Can't wait to see you there!

Jul 13, 2009

The Delicate Balance

I want to keep everyone informed about Art of Possibility's progress as a business and change agent and we've had some boy-howdy successes, but now I have a new brand management fear to add to my list of commerce paranoias: winding up on Tweeting Too Hard's aggregate of blowhard tweets.

See, we have a lot to shout from the mountaintops and people who take a genuine interest in the work we're doing, but out of context we'd just look like ... me. With 30 drinks in me. Is perception reality? maybe I'm focused too much on being understood than being understanding, or averting misunderstanding, or caught up in my own cheerleading while not depriving folks of learning about our ups and downs. It's just been a lot of ups lately.

We'll take 'em when we can get 'em.

And therein resides the dilemma: sharing our glad tidings without coming across as boastful, self-important bores.

At the risk of overthinking the latest news, thanks to:

for your recent coverage. It means a lot to us to share our message with others and we love you for caring about us.

Jul 8, 2009

Off the Grid

Sitting at the Lake watching the moonbeams dance reflecting on the water, listening to guitar ballads, fireflies – the coolest insects ever – illuminating their lazy trajectory, with spartan distant fireworks and the blue-black night's canopy over the verdant slopes to the water, I revel in the sublime moments off the grid.
Roman candles across the lake, the subtle sizzle of the neighbor's grilled fragrant goodness wafting through the screen porch of the log cabin, hand hewn walls from the land on which they stand, I delight in how connected I am to it all when I disconnect from the cloud that's responsible for 90% of the items on my task list that I need the vacation from in the first place.

As the momentum for Art of Possibility has accelerated I'm again leaping outside my comfort zone and the holiday break has been a great chance to renew, restore and remember how damn much fun it all is. Anyone reading this, feel free at any time to remind me of the fun of it all. I get caught up in the doing and forget how deeply I love my life – all of it.

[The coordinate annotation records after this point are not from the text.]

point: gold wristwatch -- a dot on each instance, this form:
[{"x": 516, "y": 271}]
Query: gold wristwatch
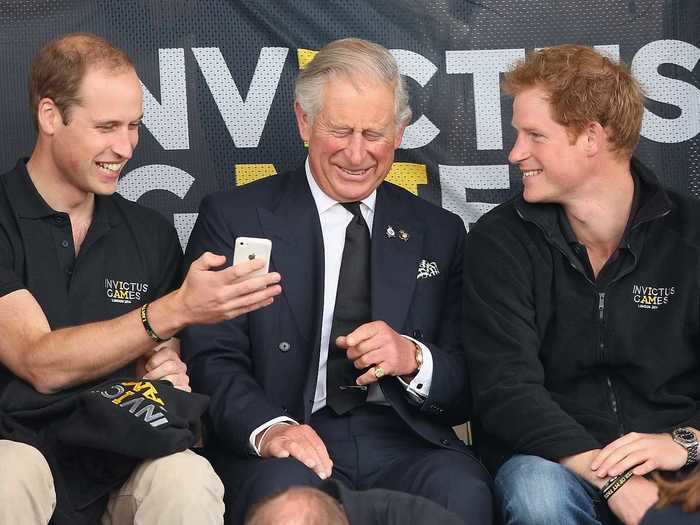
[{"x": 419, "y": 355}]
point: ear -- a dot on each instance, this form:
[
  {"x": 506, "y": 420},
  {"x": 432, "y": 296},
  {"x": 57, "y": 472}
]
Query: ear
[
  {"x": 399, "y": 135},
  {"x": 48, "y": 116},
  {"x": 303, "y": 122},
  {"x": 595, "y": 138}
]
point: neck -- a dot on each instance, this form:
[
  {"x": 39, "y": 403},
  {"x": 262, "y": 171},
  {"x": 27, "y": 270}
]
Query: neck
[{"x": 599, "y": 218}]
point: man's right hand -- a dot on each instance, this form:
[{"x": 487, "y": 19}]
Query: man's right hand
[
  {"x": 298, "y": 441},
  {"x": 210, "y": 295},
  {"x": 633, "y": 499}
]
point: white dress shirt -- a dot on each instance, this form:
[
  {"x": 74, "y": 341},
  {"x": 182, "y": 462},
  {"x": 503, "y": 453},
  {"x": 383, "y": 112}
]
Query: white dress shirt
[{"x": 334, "y": 220}]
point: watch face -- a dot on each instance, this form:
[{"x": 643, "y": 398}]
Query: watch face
[{"x": 684, "y": 436}]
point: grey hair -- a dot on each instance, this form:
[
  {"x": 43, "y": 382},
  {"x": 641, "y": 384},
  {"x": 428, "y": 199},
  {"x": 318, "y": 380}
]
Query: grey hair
[{"x": 352, "y": 58}]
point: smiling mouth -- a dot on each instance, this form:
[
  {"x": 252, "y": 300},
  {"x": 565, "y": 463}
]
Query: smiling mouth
[
  {"x": 355, "y": 173},
  {"x": 113, "y": 167}
]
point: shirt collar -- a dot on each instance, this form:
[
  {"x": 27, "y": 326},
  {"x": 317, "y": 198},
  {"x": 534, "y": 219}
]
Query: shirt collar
[{"x": 323, "y": 201}]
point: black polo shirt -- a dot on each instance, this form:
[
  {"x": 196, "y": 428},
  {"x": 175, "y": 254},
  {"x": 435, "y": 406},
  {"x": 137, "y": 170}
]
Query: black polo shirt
[{"x": 130, "y": 255}]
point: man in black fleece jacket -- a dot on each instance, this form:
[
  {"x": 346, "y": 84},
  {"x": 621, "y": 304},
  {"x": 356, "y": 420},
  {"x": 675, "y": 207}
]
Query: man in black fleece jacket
[{"x": 582, "y": 305}]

Tomorrow we pack up coolers, kids & dogs and drive on the two-lane ribbons through the corn fields, across the one-lane iron bridge, easing ourselves toward the Interstate that leads back to the airport, as we gently close the story of the 4th at the Lake and catalog its moments of delight, laughter, minor annoyance with a slathering of SPF 45, I'll take home a joyful collection of stories and snapshots of the spaces opened for sharing love.

Jun 15, 2009

Sharing Our Message of Hope

Thanks to our friends in the media for sharing our message of hope with their readers.

-
MomFinds Daily Blog

- Jennifer Wang of Enterpreneur

And - a PodCast on the Dino Herbert Show.





Jun 4, 2009

Exploring Creative Expression

I'm off to corn country shortly to enjoy friend and fellow artist Tamar Assaf's participation in The Fields Project. Tamar is Hebrew for fabulous and the selection of her work for this annual celebration of art and agriculture creates not just beauty but also an excuse for me to road trip (via commercial airline, naturally. I'm a lot closer to hip replacement than I am the hip college scene) to the Land of Lincoln where I shall eat tomatoes and corn from local farmers all day every day while talking about how good the food is, which is the way of my people. We are a people of Grammas offering seconds, of long, lazy discussions of string bean varieties (go, Kentucky Wonder, go!) and of watermelon slices so sweet you'll weep with the glory of the divine mystery that is summer eatin'. Art and agriculture belong together. The smell of grilling burgers and sunblock, the sweet nectar of a peach, sleeve-wiped and juicy fresh from the tree, the moments sublime and cuisine exquisite, will kick off hot fun in the summertime for me. See you there.

May 30, 2009

Art of Possibility on Art Buyer

Oh Look! An Art of Possibility Studios article scavenger hunt!

(You'll find us on p.34).

May 7, 2009

Bloggus Interruptus

We're doing our part to stimulate the economy by having a kid paint the entire interior of the house. A sunny yellow living space and cool sage resting spaces will enhance our lives and keep someone out of work in motion while the downturn trundles along. The thing about having your house painted? It's like moving cross country, one room at a time.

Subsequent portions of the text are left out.